Le Service Client et la Relation Client sont des sujets cruciaux en entreprise : ils véhiculent de forts enjeux, sont souvent considérés comme insuffisamment qualitatifs. De plus, trop peu de collaborateurs semblent conscients que le client est l’affaire de tous. 

Je note par ailleurs au cours de mes missions, une certaine impuissance des entreprises à réellement exploiter les informations recueillies auprès des clients, et leur difficulté à mesurer le Retour sur Investissement (ROI) qui doit accompagner les mesures prises. 

Il me semble intéressant d’y revenir plus largement dans cet article.

 

Le Feedback Client : souvent mal utilisé par les entreprises

De plus en plus de structures prennent en considération l’avis de leurs clients, compilent des retours via les commerciaux, le Service Après-Vente, des enquêtes de satisfaction, une veille sur internet… Elles ont souvent bien appris à diversifier les sources du feedback de leurs clients.
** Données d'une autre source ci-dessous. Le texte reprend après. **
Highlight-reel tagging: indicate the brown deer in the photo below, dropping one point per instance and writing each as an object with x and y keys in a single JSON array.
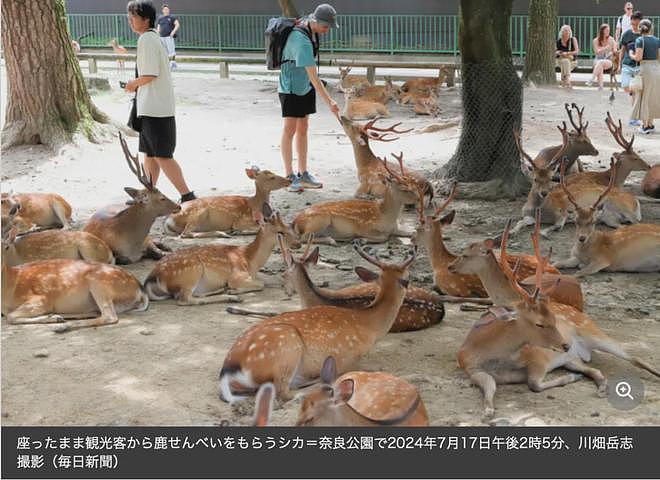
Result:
[
  {"x": 624, "y": 162},
  {"x": 212, "y": 216},
  {"x": 347, "y": 82},
  {"x": 196, "y": 275},
  {"x": 70, "y": 293},
  {"x": 126, "y": 229},
  {"x": 420, "y": 309},
  {"x": 370, "y": 168},
  {"x": 632, "y": 248},
  {"x": 38, "y": 211},
  {"x": 372, "y": 220},
  {"x": 361, "y": 399},
  {"x": 289, "y": 349}
]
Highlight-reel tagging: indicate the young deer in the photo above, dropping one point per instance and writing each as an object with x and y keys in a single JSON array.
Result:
[
  {"x": 290, "y": 349},
  {"x": 347, "y": 82},
  {"x": 632, "y": 248},
  {"x": 38, "y": 210},
  {"x": 196, "y": 275},
  {"x": 67, "y": 292},
  {"x": 212, "y": 216},
  {"x": 624, "y": 162},
  {"x": 370, "y": 168},
  {"x": 126, "y": 229},
  {"x": 373, "y": 220},
  {"x": 361, "y": 399},
  {"x": 420, "y": 309}
]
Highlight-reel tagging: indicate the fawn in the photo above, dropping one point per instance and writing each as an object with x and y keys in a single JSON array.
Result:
[
  {"x": 196, "y": 275},
  {"x": 212, "y": 216},
  {"x": 289, "y": 349},
  {"x": 361, "y": 399}
]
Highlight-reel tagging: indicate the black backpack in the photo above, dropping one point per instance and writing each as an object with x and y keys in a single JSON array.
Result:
[{"x": 277, "y": 33}]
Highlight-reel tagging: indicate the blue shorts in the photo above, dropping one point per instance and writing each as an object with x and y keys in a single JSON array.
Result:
[{"x": 627, "y": 74}]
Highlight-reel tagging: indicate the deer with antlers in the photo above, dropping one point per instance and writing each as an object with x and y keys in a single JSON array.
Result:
[
  {"x": 420, "y": 309},
  {"x": 361, "y": 399},
  {"x": 196, "y": 275},
  {"x": 369, "y": 167},
  {"x": 373, "y": 220},
  {"x": 290, "y": 349},
  {"x": 625, "y": 162},
  {"x": 632, "y": 248},
  {"x": 70, "y": 293},
  {"x": 38, "y": 211},
  {"x": 126, "y": 229},
  {"x": 213, "y": 216}
]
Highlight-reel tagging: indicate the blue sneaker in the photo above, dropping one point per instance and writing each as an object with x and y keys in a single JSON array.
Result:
[
  {"x": 295, "y": 186},
  {"x": 307, "y": 180}
]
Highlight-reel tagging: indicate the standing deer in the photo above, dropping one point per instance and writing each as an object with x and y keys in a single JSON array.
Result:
[
  {"x": 369, "y": 167},
  {"x": 289, "y": 349},
  {"x": 373, "y": 220},
  {"x": 67, "y": 292},
  {"x": 196, "y": 275},
  {"x": 38, "y": 210},
  {"x": 632, "y": 248},
  {"x": 420, "y": 309},
  {"x": 126, "y": 229},
  {"x": 361, "y": 399},
  {"x": 212, "y": 216}
]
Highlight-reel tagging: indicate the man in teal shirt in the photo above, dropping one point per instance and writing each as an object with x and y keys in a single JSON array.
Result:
[{"x": 297, "y": 89}]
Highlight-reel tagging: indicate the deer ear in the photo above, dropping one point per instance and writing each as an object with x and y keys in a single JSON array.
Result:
[
  {"x": 329, "y": 370},
  {"x": 366, "y": 275}
]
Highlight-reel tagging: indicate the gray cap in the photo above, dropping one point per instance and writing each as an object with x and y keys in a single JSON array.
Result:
[{"x": 325, "y": 15}]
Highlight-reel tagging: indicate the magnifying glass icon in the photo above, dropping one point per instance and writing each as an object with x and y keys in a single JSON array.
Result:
[{"x": 623, "y": 390}]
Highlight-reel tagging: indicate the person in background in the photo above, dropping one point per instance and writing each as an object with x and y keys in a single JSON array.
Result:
[
  {"x": 167, "y": 28},
  {"x": 628, "y": 67},
  {"x": 566, "y": 53},
  {"x": 604, "y": 48},
  {"x": 647, "y": 101},
  {"x": 298, "y": 85},
  {"x": 155, "y": 99},
  {"x": 623, "y": 22}
]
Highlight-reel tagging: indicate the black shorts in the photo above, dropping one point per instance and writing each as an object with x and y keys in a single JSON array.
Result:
[
  {"x": 298, "y": 106},
  {"x": 158, "y": 136}
]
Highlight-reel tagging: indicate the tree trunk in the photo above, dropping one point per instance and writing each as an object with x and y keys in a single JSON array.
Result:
[
  {"x": 47, "y": 99},
  {"x": 541, "y": 38},
  {"x": 492, "y": 103},
  {"x": 288, "y": 8}
]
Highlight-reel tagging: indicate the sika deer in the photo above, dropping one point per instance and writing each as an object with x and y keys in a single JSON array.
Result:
[
  {"x": 420, "y": 309},
  {"x": 290, "y": 349},
  {"x": 38, "y": 210},
  {"x": 361, "y": 399},
  {"x": 126, "y": 229},
  {"x": 196, "y": 275},
  {"x": 373, "y": 220},
  {"x": 369, "y": 167},
  {"x": 624, "y": 162},
  {"x": 633, "y": 248},
  {"x": 212, "y": 216},
  {"x": 66, "y": 291}
]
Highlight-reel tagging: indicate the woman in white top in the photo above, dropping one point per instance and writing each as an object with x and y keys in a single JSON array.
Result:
[{"x": 604, "y": 48}]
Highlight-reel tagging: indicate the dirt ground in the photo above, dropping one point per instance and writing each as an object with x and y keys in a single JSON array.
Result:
[{"x": 161, "y": 367}]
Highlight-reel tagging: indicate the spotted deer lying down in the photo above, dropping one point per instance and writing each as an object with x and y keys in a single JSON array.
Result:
[
  {"x": 289, "y": 349},
  {"x": 420, "y": 309},
  {"x": 212, "y": 216},
  {"x": 68, "y": 292},
  {"x": 197, "y": 275},
  {"x": 361, "y": 399},
  {"x": 38, "y": 211}
]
Mais qu’en font-elles ensuite ? Comment l’exploitent-elles ? Là, le bât blesse : savoir ce que pensent les clients est évidemment nécessaire, mais pas suffisant pour une exploitation optimale du feedback. 

 

Une problématique analogue à l’intelligence économique

Nous retrouvons ici une problématique déjà rencontrée dans un précédent article « Intelligence économique : 6 règles à suivre par le veilleur pour une information pertinente ». En intelligence économique en effet, la veille permet de recueillir de l’information : mais celle-ci reste stérile si le veilleur ne la transforme pas en connaissance utile pour l’entreprise.
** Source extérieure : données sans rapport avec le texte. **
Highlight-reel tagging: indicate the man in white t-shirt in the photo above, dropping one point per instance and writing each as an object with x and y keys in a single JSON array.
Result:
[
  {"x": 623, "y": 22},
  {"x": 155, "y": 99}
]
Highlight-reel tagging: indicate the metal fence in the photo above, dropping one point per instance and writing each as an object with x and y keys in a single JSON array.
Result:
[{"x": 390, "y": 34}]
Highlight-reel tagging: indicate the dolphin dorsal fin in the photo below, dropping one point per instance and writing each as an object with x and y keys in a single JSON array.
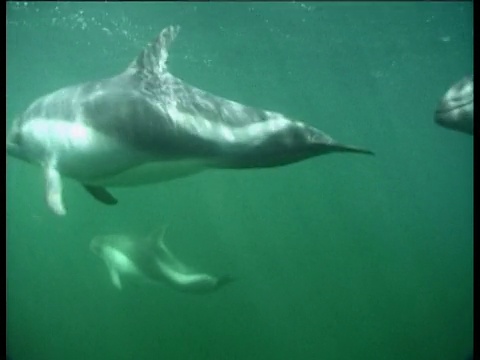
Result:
[{"x": 153, "y": 58}]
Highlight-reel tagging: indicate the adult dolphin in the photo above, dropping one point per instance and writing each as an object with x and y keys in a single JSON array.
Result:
[{"x": 146, "y": 125}]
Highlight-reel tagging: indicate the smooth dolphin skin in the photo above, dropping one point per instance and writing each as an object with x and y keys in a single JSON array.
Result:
[
  {"x": 455, "y": 109},
  {"x": 149, "y": 260},
  {"x": 146, "y": 126}
]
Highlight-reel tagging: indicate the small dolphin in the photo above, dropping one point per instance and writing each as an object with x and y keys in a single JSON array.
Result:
[
  {"x": 455, "y": 109},
  {"x": 149, "y": 260},
  {"x": 146, "y": 126}
]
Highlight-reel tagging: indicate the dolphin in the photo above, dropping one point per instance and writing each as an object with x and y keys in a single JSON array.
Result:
[
  {"x": 146, "y": 126},
  {"x": 149, "y": 260},
  {"x": 455, "y": 109}
]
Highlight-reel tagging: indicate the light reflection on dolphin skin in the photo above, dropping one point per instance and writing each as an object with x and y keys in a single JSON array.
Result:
[
  {"x": 455, "y": 109},
  {"x": 146, "y": 126}
]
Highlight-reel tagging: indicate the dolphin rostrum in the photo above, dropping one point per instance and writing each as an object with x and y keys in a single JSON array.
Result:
[
  {"x": 149, "y": 260},
  {"x": 146, "y": 126}
]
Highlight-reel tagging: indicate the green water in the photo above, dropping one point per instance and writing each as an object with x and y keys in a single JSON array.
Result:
[{"x": 338, "y": 257}]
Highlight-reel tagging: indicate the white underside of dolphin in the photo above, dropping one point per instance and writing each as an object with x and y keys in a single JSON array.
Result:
[
  {"x": 150, "y": 261},
  {"x": 146, "y": 126}
]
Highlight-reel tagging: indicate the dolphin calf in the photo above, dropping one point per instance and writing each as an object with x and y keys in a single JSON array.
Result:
[
  {"x": 149, "y": 260},
  {"x": 455, "y": 109},
  {"x": 145, "y": 125}
]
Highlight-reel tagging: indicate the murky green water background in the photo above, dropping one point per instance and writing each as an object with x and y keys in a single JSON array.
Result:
[{"x": 338, "y": 257}]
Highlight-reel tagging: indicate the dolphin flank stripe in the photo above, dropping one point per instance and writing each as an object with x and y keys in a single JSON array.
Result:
[{"x": 147, "y": 126}]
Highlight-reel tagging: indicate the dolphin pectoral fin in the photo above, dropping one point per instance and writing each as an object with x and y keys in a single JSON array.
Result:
[
  {"x": 101, "y": 194},
  {"x": 115, "y": 278},
  {"x": 53, "y": 182}
]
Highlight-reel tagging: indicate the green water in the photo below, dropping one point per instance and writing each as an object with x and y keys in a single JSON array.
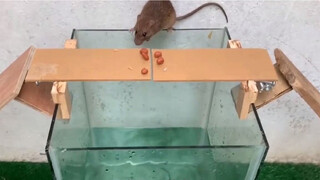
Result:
[{"x": 146, "y": 164}]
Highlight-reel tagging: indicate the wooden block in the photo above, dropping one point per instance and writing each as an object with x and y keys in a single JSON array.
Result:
[
  {"x": 70, "y": 44},
  {"x": 50, "y": 65},
  {"x": 214, "y": 65},
  {"x": 60, "y": 95},
  {"x": 246, "y": 93},
  {"x": 12, "y": 78},
  {"x": 298, "y": 81},
  {"x": 37, "y": 97},
  {"x": 281, "y": 88}
]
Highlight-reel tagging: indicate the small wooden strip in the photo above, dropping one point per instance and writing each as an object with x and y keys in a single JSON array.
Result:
[
  {"x": 60, "y": 95},
  {"x": 12, "y": 78},
  {"x": 214, "y": 65},
  {"x": 51, "y": 65},
  {"x": 298, "y": 81}
]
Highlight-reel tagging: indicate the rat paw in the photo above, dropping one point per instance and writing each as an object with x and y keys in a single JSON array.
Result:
[
  {"x": 131, "y": 30},
  {"x": 170, "y": 30}
]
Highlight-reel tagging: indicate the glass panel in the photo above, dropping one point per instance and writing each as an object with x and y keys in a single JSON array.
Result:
[{"x": 158, "y": 164}]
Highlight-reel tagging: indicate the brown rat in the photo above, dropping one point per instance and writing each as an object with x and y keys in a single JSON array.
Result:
[{"x": 158, "y": 15}]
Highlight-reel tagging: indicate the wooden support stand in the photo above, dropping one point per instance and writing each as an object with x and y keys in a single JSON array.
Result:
[
  {"x": 60, "y": 92},
  {"x": 246, "y": 93},
  {"x": 60, "y": 95},
  {"x": 298, "y": 82}
]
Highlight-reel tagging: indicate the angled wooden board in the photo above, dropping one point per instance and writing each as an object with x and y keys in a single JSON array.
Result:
[
  {"x": 12, "y": 78},
  {"x": 214, "y": 65},
  {"x": 88, "y": 65}
]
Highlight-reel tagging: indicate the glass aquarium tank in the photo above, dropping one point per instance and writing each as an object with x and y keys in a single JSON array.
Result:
[{"x": 146, "y": 130}]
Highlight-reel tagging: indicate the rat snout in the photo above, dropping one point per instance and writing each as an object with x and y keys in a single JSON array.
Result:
[{"x": 138, "y": 41}]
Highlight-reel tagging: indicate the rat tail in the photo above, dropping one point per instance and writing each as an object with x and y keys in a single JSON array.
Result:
[{"x": 199, "y": 8}]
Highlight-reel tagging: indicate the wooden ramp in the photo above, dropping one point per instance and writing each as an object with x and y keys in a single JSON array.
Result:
[{"x": 12, "y": 78}]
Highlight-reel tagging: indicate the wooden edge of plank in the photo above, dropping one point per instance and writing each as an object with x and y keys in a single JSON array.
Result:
[
  {"x": 298, "y": 81},
  {"x": 37, "y": 97},
  {"x": 9, "y": 82}
]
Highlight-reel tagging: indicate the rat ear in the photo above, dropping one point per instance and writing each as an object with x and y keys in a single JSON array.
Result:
[{"x": 151, "y": 22}]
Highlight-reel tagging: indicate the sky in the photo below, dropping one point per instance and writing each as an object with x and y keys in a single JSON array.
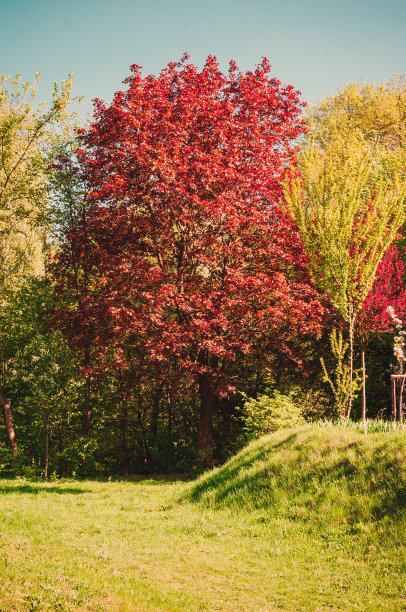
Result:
[{"x": 315, "y": 45}]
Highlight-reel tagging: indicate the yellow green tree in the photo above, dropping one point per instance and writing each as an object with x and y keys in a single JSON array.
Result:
[
  {"x": 378, "y": 111},
  {"x": 347, "y": 199},
  {"x": 28, "y": 133}
]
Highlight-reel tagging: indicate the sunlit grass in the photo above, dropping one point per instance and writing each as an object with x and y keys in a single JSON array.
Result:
[{"x": 310, "y": 519}]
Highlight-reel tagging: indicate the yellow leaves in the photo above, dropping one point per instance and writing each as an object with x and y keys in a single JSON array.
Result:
[
  {"x": 26, "y": 140},
  {"x": 348, "y": 203}
]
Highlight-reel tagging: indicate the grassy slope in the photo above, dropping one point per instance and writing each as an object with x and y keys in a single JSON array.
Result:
[{"x": 310, "y": 519}]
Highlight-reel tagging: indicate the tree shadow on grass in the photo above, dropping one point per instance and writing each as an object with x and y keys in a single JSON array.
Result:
[{"x": 35, "y": 489}]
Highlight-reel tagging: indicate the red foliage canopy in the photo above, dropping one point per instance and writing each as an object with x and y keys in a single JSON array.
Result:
[
  {"x": 388, "y": 290},
  {"x": 189, "y": 257}
]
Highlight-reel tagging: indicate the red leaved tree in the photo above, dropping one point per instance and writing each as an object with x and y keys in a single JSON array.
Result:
[{"x": 190, "y": 261}]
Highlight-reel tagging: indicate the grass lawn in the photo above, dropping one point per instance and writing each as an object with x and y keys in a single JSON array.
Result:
[{"x": 310, "y": 519}]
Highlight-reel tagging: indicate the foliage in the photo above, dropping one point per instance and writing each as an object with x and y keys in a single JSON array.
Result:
[
  {"x": 183, "y": 263},
  {"x": 341, "y": 383},
  {"x": 269, "y": 412},
  {"x": 27, "y": 137},
  {"x": 376, "y": 110}
]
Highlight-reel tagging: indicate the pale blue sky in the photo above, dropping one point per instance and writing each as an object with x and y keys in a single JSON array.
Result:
[{"x": 315, "y": 45}]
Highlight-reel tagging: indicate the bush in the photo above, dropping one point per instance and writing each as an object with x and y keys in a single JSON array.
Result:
[{"x": 270, "y": 412}]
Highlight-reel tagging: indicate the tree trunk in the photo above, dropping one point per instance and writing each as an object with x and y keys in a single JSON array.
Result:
[
  {"x": 8, "y": 419},
  {"x": 124, "y": 428},
  {"x": 87, "y": 415},
  {"x": 46, "y": 448},
  {"x": 351, "y": 334},
  {"x": 401, "y": 400},
  {"x": 208, "y": 402},
  {"x": 364, "y": 394}
]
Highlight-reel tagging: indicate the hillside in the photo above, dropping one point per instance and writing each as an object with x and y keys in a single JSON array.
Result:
[
  {"x": 329, "y": 475},
  {"x": 309, "y": 519}
]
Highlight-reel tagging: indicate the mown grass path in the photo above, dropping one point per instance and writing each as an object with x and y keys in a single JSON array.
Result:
[{"x": 149, "y": 546}]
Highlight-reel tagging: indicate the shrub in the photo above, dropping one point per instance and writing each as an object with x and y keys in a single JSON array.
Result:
[{"x": 269, "y": 412}]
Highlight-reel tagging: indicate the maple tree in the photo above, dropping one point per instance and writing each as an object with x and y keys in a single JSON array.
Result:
[{"x": 190, "y": 260}]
Ici, de façon similaire, la valeur ajoutée générée par le feedback ne sera mesurable que lorsque l’entreprise en aura tiré des connaissances concrètement exploitables.

C’est alors seulement que le feedback management permettra de générer un réel Retour sur Investissement (ROI).

 

Le Feedback Management fait plus que répondre à une problématique ponctuelle

L’intérêt du Feedback Management est d’être plus riche que la simple résolution d’une problématique ou une analyse du retour client. Il permet notamment d’identifier immédiatement le client insatisfait et permet donc de revenir vers lui pour tenter non seulement de le satisfaire, mais de le fidéliser. 

De même, il intervient bien sûr sur l’amélioration des services, produits, ou process de vente, de SAV…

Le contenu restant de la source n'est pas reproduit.